ライヴ・イマジン祝祭管弦楽団第3回演奏会ご報告
2017 MAY 11 14:14:07 pm by 吉田 康子
リハーサルはピアノ協奏曲から。このホールには巷で「ピアノのフェラーリ」と呼ばれるイタリア製の高価な手作りピアノ「ファッツィオリ」があります。この数年で広く知られるようになり、ショパンコンクールの公認ピアノとなりました。明るく美しい音色はモーツァルトにピッタリ。弦や管楽器とも綺麗に溶け合います。第25番の協奏曲は演奏機会が少ないものの、モーツァルトの後期を彩る名曲です。この曲からベートーヴェンは運命交響曲のテーマとして取り入れたのではないか?というのが東氏の考察です。
あっという間にリハーサルは終わって写真撮影を済ませて開場時間を迎えます。
すでにホールの外のロビーやエレベーター周辺には長い行列。受付ではベテランの3人が手際よくお客様をご案内しました。
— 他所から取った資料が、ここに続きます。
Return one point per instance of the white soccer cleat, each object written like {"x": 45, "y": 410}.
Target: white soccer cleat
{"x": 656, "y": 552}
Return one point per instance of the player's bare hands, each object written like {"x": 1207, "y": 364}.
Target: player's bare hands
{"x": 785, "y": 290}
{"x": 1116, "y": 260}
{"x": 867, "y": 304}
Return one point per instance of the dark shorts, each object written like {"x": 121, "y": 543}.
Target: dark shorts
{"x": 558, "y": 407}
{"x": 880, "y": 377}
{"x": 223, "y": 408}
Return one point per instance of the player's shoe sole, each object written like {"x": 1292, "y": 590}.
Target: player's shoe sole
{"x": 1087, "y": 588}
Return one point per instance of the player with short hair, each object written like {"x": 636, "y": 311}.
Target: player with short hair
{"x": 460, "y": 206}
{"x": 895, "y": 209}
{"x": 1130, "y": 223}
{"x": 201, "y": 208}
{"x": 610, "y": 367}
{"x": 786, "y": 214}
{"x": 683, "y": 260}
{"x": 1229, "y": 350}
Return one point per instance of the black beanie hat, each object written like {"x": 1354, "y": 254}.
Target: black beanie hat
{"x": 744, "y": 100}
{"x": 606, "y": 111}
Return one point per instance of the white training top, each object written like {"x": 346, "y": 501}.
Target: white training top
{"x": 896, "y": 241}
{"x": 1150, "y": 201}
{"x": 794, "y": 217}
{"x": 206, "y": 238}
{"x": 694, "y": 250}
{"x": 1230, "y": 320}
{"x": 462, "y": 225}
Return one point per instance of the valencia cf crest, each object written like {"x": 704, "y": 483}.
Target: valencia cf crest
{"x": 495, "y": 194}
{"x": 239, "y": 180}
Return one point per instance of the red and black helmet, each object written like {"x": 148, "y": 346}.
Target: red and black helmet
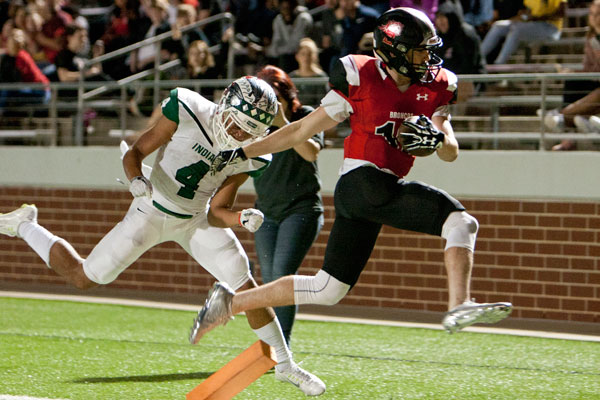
{"x": 402, "y": 29}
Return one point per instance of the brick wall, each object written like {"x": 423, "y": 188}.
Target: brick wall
{"x": 544, "y": 256}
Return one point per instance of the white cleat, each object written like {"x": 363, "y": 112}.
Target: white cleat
{"x": 216, "y": 311}
{"x": 9, "y": 222}
{"x": 469, "y": 313}
{"x": 310, "y": 384}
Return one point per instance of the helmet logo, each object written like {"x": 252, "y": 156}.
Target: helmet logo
{"x": 392, "y": 29}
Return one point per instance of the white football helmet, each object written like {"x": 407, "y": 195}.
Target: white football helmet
{"x": 251, "y": 104}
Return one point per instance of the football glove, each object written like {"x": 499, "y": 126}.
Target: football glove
{"x": 251, "y": 219}
{"x": 424, "y": 135}
{"x": 226, "y": 157}
{"x": 140, "y": 186}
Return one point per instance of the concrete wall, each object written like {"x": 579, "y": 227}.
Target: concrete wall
{"x": 538, "y": 245}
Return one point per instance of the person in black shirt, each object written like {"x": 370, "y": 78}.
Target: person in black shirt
{"x": 69, "y": 61}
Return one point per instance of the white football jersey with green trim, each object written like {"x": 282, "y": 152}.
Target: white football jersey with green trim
{"x": 180, "y": 176}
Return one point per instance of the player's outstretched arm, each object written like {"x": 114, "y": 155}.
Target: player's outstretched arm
{"x": 291, "y": 135}
{"x": 150, "y": 140}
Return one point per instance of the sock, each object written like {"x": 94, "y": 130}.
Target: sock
{"x": 271, "y": 335}
{"x": 38, "y": 238}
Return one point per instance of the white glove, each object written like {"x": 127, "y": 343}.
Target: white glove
{"x": 140, "y": 186}
{"x": 251, "y": 219}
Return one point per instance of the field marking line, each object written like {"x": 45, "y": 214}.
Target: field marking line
{"x": 9, "y": 397}
{"x": 300, "y": 316}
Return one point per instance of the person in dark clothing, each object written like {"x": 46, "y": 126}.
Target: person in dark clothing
{"x": 461, "y": 48}
{"x": 358, "y": 20}
{"x": 177, "y": 47}
{"x": 288, "y": 195}
{"x": 69, "y": 63}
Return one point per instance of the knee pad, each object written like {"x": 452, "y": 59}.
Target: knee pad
{"x": 460, "y": 230}
{"x": 319, "y": 289}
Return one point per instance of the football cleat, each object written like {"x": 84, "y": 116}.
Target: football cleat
{"x": 583, "y": 124}
{"x": 469, "y": 313}
{"x": 9, "y": 222}
{"x": 309, "y": 383}
{"x": 216, "y": 311}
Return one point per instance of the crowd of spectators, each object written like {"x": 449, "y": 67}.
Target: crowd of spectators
{"x": 55, "y": 38}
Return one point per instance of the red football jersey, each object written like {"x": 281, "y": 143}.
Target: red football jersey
{"x": 379, "y": 107}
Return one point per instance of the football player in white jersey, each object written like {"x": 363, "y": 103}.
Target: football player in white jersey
{"x": 181, "y": 202}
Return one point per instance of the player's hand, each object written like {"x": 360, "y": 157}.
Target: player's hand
{"x": 226, "y": 157}
{"x": 423, "y": 135}
{"x": 251, "y": 219}
{"x": 140, "y": 186}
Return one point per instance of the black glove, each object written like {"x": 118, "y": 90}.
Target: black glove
{"x": 226, "y": 157}
{"x": 423, "y": 135}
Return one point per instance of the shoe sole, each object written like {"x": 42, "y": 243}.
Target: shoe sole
{"x": 489, "y": 314}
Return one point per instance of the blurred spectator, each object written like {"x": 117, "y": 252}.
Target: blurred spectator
{"x": 50, "y": 36}
{"x": 200, "y": 64}
{"x": 17, "y": 65}
{"x": 126, "y": 26}
{"x": 4, "y": 8}
{"x": 478, "y": 13}
{"x": 331, "y": 34}
{"x": 307, "y": 57}
{"x": 69, "y": 61}
{"x": 429, "y": 7}
{"x": 143, "y": 58}
{"x": 506, "y": 9}
{"x": 582, "y": 97}
{"x": 358, "y": 20}
{"x": 178, "y": 46}
{"x": 292, "y": 24}
{"x": 207, "y": 8}
{"x": 30, "y": 22}
{"x": 460, "y": 50}
{"x": 541, "y": 20}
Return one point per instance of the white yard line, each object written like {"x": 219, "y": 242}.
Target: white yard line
{"x": 300, "y": 316}
{"x": 9, "y": 397}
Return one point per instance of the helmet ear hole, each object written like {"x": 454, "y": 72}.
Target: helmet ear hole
{"x": 400, "y": 30}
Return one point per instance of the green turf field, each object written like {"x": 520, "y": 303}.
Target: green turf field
{"x": 83, "y": 351}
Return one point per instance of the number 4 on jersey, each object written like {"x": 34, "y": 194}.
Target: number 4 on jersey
{"x": 189, "y": 177}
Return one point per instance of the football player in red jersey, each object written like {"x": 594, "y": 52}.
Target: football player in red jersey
{"x": 377, "y": 94}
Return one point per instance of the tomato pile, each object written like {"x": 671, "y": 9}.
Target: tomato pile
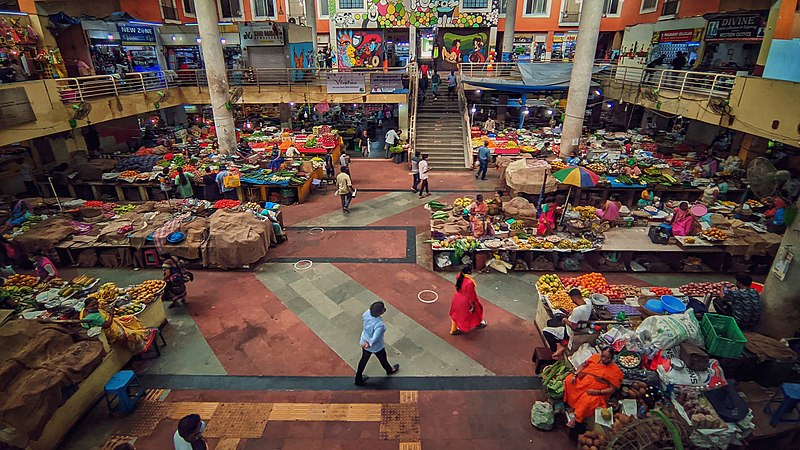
{"x": 660, "y": 291}
{"x": 226, "y": 204}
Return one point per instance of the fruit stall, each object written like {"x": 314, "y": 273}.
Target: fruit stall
{"x": 678, "y": 362}
{"x": 77, "y": 363}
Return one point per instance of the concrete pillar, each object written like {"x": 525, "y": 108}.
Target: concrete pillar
{"x": 311, "y": 22}
{"x": 780, "y": 304}
{"x": 766, "y": 43}
{"x": 581, "y": 78}
{"x": 207, "y": 23}
{"x": 508, "y": 31}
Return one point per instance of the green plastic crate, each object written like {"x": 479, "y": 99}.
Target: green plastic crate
{"x": 722, "y": 336}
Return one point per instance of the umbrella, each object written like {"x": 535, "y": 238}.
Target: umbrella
{"x": 577, "y": 176}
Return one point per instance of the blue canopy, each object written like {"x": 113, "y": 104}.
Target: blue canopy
{"x": 535, "y": 77}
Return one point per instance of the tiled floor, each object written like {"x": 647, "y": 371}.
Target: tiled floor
{"x": 274, "y": 349}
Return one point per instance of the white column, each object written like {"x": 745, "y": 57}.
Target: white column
{"x": 581, "y": 78}
{"x": 311, "y": 22}
{"x": 207, "y": 21}
{"x": 508, "y": 32}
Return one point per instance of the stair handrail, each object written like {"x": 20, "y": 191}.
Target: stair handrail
{"x": 463, "y": 108}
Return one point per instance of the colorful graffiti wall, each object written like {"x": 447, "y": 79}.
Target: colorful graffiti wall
{"x": 419, "y": 13}
{"x": 359, "y": 48}
{"x": 459, "y": 45}
{"x": 301, "y": 56}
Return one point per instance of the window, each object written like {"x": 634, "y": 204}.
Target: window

最初は恒例の幹事の挨拶から。そしてレクチャーの東 賢太郎氏にバトンタッチ。今回は「さよならモーツァルト君」というタイトルに因むお話ということでハイドン、モーツァルト、べートーヴェンの関わりをピアノ演奏を取り入れながら解りやすく解説して下さいました。
そしていよいよ演奏です。最初はハイドンから。これこそ「さよならモーツァルト君」のタイトル通り、ロンドンでモーツァルトの訃報を聞いたハイドンが終楽章で最後チェンバロとヴァイオリンの二重奏を入れて別れを告げます。今回のヴァイオリンソロはコンマスが、チェンバロ代わりのピアノソロは指揮者が行って曲を締めくくりました。
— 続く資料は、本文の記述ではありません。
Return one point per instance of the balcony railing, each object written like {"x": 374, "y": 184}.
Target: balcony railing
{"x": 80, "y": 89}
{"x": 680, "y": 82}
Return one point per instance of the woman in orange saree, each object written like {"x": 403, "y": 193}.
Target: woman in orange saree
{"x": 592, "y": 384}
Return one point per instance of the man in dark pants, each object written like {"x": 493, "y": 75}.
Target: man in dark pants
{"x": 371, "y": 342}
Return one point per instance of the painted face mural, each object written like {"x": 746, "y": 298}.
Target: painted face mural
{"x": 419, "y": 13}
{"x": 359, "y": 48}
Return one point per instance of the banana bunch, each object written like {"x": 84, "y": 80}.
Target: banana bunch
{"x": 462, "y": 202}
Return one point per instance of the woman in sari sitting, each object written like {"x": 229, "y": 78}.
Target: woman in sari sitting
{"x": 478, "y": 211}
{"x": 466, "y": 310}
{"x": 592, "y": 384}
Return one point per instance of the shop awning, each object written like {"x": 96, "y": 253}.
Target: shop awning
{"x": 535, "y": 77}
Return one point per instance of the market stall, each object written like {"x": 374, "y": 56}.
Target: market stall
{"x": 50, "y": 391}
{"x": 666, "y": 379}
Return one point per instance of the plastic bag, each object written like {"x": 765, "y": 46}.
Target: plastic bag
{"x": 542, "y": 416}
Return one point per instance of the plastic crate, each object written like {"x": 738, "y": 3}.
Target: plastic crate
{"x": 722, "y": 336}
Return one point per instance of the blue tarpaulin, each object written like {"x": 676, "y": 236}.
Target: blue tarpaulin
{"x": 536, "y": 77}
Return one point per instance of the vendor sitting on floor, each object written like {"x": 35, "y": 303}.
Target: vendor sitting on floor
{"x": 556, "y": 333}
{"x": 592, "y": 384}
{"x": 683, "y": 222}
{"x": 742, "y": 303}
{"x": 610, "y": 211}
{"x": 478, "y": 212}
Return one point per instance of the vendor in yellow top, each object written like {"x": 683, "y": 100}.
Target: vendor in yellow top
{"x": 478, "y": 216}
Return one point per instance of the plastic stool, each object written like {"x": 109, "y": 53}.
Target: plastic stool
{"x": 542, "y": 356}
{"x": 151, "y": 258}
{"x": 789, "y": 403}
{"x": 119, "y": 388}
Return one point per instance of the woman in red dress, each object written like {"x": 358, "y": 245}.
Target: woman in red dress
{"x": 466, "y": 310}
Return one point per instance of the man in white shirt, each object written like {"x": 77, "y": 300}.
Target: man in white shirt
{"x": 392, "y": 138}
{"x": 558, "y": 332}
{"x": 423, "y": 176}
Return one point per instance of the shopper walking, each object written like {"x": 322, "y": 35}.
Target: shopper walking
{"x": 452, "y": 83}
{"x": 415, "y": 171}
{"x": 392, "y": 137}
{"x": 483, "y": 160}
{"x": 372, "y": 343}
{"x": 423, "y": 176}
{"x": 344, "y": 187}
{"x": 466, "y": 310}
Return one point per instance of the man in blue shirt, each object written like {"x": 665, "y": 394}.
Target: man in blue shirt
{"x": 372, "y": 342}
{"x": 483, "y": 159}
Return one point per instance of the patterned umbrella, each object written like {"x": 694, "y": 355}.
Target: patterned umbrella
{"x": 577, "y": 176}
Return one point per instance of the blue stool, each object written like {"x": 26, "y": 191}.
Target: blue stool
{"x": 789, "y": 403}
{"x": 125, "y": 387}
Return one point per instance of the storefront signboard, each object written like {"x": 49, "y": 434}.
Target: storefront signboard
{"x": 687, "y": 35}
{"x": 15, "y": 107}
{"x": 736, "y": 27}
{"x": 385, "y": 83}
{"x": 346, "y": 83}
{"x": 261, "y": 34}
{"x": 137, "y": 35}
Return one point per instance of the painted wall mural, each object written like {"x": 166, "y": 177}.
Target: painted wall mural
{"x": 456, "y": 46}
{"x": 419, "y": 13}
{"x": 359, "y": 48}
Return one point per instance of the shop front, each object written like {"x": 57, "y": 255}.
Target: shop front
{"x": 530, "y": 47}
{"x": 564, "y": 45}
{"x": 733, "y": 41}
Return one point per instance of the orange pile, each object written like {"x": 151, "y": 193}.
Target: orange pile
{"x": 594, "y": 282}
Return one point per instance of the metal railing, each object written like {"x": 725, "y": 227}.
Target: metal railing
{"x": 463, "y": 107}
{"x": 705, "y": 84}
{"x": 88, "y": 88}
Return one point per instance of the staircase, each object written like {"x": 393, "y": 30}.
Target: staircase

次はピアノ協奏曲。第1楽章には運命動機が次々と形を変えて登場します。独奏者自作のカデンツァを取り入れての演奏です。管楽器とのアンサンブルが美しい2楽章、軽やかな第3楽章とファッツィオリから煌めくような美しい響きの音が溢れました。
そして休憩の後は、いよいよジュピター交響曲。モーツァルトの最高傑作であるこの曲は公演を締めくくるのに相応しい大曲です。田崎先生の巧みな指揮で全員の熱い想いを紡いでいきます。一期一会のオーケストラでありながら時間をかけて練習を重ねてきました。
本番での渾身の演奏は、皆の気持ちを昇華させ、聴衆を感動で酔わせました。夢から覚めたような拍手喝采に感無量の思いでした。今まで最多の230名のお客様を迎えて、素晴らしい演奏が出来たライヴ・イマジン史上に残る最高の演奏会でした。